PAR JEAN-claude landry. président du c.a. du comité de solidarité / Trois-rivières
À peine débarqué du jet privé qui l’a amené de Londres à Zurich, Michaël saute dans un hélicoptère nolisé à son intention, « time is money » pour ce grand patron du secteur bancaire en route pour Davos où se déroule le prestigieux Forum économique mondial. Entre les banquets et les cocktails de circonstance, on conversera sur les moyens de « créer un avenir commun dans un monde fracturé », le thème choisi cette année par les organisateurs de l’événement.
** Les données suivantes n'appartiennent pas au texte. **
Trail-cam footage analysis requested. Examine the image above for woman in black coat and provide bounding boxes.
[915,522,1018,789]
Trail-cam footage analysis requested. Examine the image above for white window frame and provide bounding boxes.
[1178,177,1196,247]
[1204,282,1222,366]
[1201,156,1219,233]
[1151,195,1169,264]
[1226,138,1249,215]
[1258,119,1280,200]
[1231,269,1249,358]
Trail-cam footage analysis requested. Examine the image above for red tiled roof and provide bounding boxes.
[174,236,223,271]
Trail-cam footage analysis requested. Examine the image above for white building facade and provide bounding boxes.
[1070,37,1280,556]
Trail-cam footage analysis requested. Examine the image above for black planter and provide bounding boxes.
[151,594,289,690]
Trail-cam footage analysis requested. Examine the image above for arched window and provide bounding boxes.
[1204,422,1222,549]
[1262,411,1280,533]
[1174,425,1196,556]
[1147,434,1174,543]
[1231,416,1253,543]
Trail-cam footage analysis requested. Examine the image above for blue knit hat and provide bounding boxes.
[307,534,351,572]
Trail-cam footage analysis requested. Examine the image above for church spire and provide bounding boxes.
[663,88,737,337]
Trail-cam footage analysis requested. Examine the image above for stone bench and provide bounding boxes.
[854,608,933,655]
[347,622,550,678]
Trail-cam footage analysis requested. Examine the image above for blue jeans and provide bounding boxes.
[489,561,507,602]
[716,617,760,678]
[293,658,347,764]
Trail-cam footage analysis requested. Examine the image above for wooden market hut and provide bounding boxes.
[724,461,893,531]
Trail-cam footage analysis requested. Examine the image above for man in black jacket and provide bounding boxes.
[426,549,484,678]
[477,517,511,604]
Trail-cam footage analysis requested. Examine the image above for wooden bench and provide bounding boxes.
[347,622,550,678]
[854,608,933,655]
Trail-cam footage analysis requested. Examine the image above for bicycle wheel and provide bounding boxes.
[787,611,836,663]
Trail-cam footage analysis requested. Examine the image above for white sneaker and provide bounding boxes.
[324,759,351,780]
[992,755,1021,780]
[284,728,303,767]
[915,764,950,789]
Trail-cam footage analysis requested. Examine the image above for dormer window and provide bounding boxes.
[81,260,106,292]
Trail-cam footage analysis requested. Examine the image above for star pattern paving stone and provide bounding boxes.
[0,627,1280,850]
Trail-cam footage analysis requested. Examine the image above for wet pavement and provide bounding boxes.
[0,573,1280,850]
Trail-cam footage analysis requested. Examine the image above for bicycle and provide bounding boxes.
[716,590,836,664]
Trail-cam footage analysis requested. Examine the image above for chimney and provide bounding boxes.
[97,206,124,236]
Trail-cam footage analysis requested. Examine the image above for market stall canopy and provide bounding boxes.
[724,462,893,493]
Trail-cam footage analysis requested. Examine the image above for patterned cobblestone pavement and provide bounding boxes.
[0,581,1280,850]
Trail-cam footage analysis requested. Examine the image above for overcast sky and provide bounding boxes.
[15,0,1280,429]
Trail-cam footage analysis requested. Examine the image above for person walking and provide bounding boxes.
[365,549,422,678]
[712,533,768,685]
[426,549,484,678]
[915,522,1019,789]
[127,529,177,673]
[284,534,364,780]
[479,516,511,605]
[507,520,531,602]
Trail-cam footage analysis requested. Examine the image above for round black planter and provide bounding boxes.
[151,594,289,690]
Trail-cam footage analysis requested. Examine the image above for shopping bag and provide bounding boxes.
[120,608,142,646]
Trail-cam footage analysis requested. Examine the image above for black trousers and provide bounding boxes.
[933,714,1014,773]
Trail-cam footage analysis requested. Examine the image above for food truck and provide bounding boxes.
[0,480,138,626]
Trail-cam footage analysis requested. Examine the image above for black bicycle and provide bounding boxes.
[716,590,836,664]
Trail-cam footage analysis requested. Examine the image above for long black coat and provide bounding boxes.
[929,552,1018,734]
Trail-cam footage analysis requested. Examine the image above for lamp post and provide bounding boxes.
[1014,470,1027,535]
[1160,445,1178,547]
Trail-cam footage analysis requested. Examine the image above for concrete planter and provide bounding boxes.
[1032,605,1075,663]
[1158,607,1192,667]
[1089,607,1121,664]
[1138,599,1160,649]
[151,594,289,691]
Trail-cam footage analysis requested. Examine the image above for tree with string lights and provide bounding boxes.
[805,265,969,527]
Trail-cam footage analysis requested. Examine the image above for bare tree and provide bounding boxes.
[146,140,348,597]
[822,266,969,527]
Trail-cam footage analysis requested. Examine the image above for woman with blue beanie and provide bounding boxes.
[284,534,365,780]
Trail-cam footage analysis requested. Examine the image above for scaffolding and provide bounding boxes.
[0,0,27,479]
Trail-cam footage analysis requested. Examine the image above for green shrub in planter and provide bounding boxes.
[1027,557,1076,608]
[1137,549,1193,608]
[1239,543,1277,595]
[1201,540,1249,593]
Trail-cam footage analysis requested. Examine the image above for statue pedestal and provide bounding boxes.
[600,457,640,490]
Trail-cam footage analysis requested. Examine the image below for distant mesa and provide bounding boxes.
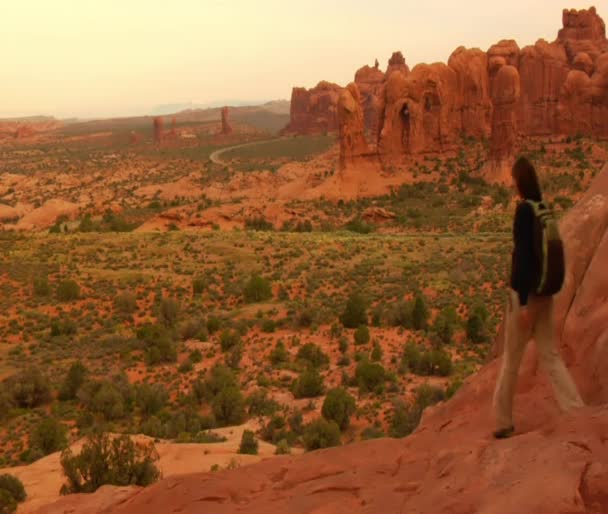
[220,107,233,136]
[284,7,608,168]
À plusieurs milliers de kilomètres de cette station touristique huppée, au Cambodge, Bahiya, 14 ans, la vit au quotidien cette fracture qui, dans les salons des hôtels de Davos, fera l’objet d’échanges courtois.Petite bonne à l’emploi d’une famille prospère de Phnom Penh, la jeune fille y a été embauchée comme « nounou » du dernier né. Douze heures par jour, six jours par semaine pour la jolie somme de 15 $ par mois.Magnanimes, ses patrons ont récemment annoncé à Bahiya qu’ils l’inscriront l’an prochain dans une association pour qu’elle y apprenne la couture. Une formation qui pourrait lui permettre de devenir ouvrière du textile et de participer, à sa façon, à l’industrie mondiale du prêt-à-porter. Elle peut espérer y gagner 125$ par mois, 8 fois son salaire actuel.
Il serait étonnant que les participants du Forum de Davos réalisent que les Rolex que plusieurs portent à leur poignet représentent jusqu’à 200, 300 et même 500 fois le salaire mensuel de Bahiya et de ses compagnes d’atelier. Un calcul de peu d’intérêt sans doute pour l’élite rassemblée à Davos. Leur préoccupation en est une plus vaste, plus globale, à savoir les perspectives de croissance de l’économie mondiale.
La croissance pour quoi ? La croissance pour qui ? On en parlera du bout des lèvres pour faire bonne figure, mais sans plus. D’ailleurs pourquoi remettrait-on en question les fondements d’un modèle économique qui performe? La progression continue des Dow Jones, Nasdaq, TSX et autres indices boursiers devrait nous en convaincre. Et pourtant…
Pourtant la croissance ne fait pas que des heureux! Pire elle aggrave le sort de millions de personnes. Le bilan des inégalités de revenus et de richesse publié chaque année, au moment du Forum, par l’organisme Oxfam en fait l’éloquente démonstration.
Dans le plus récent, on apprend qu’en 2017 le nombre de milliardaires a connu une hausse record, progressant à raison d’un nouveau milliardaire tous les deux jours, que leur richesse a augmenté de 762 milliards de dollars et qu’un septième de cette somme permettrait de mettre fin à la pauvreté extrême dans le monde. On y apprend également que 82 % des richesses créées dans le monde l’année dernière ont été accaparées par les 1 % les plus riches alors que rien n’a changé pour les 50 % les plus pauvres, dont une majorité de femmes évidemment.
Les auteurs du bilan rappellent que le niveau actuel des inégalités contribue à la hausse du terrorisme, de l’instabilité politique et des délits en plus d’instaurer un climat de méfiance propice aux dérives populistes. Les recherches menées par le Fonds monétaire international révèlent d’ailleurs qu’une redistribution de la richesse serait largement favorable à la croissance puisque les sommes rendues disponibles, au lieu d’être accumulées à des fins spéculatives, seraient directement injectées dans l’économie productive par l’achat, souvent local, de biens et services.
Même si on en parle peu ou pas à Davos, les remèdes aux inégalités de richesse et de revenu sont connus et ces remèdes sont de nature politique. Selon Oxfam, ils pourraient entre autres consister à revoir la fiscalité pour assurer une plus juste redistribution de la richesse et permettre aux États d’offrir à leurs citoyens des services publics universels et gratuits et un régime de protection sociale propre à éviter aux moins fortunés de tomber dans les affres de l’indigence et de la misère.
La lutte à la pauvreté passe indéniablement par la réduction des inégalités. « Nous pouvons établir la démocratie dans ce pays ou alors concentrer les grandes richesses aux mains de quelques-uns, mais pas les deux à la fois » a un jour déclaré l’ancien juge à la Cour suprême des États-Unis, Louis D. Brandels.
Bâtir une économie davantage centrée sur l’humain exige, selon Oxfam, de mettre un terme à la crise des inégalités et d’adopter des politiques qui répondent d’abord aux besoins des citoyens et citoyennes ordinaires et non aux appétits des riches et des puissants. Dit autrement, Oxfam nous invite être solidaires des Bahiya de ce monde en exigeant de la classe dont sont issus les invités de Davos qu’elle paie sa juste part!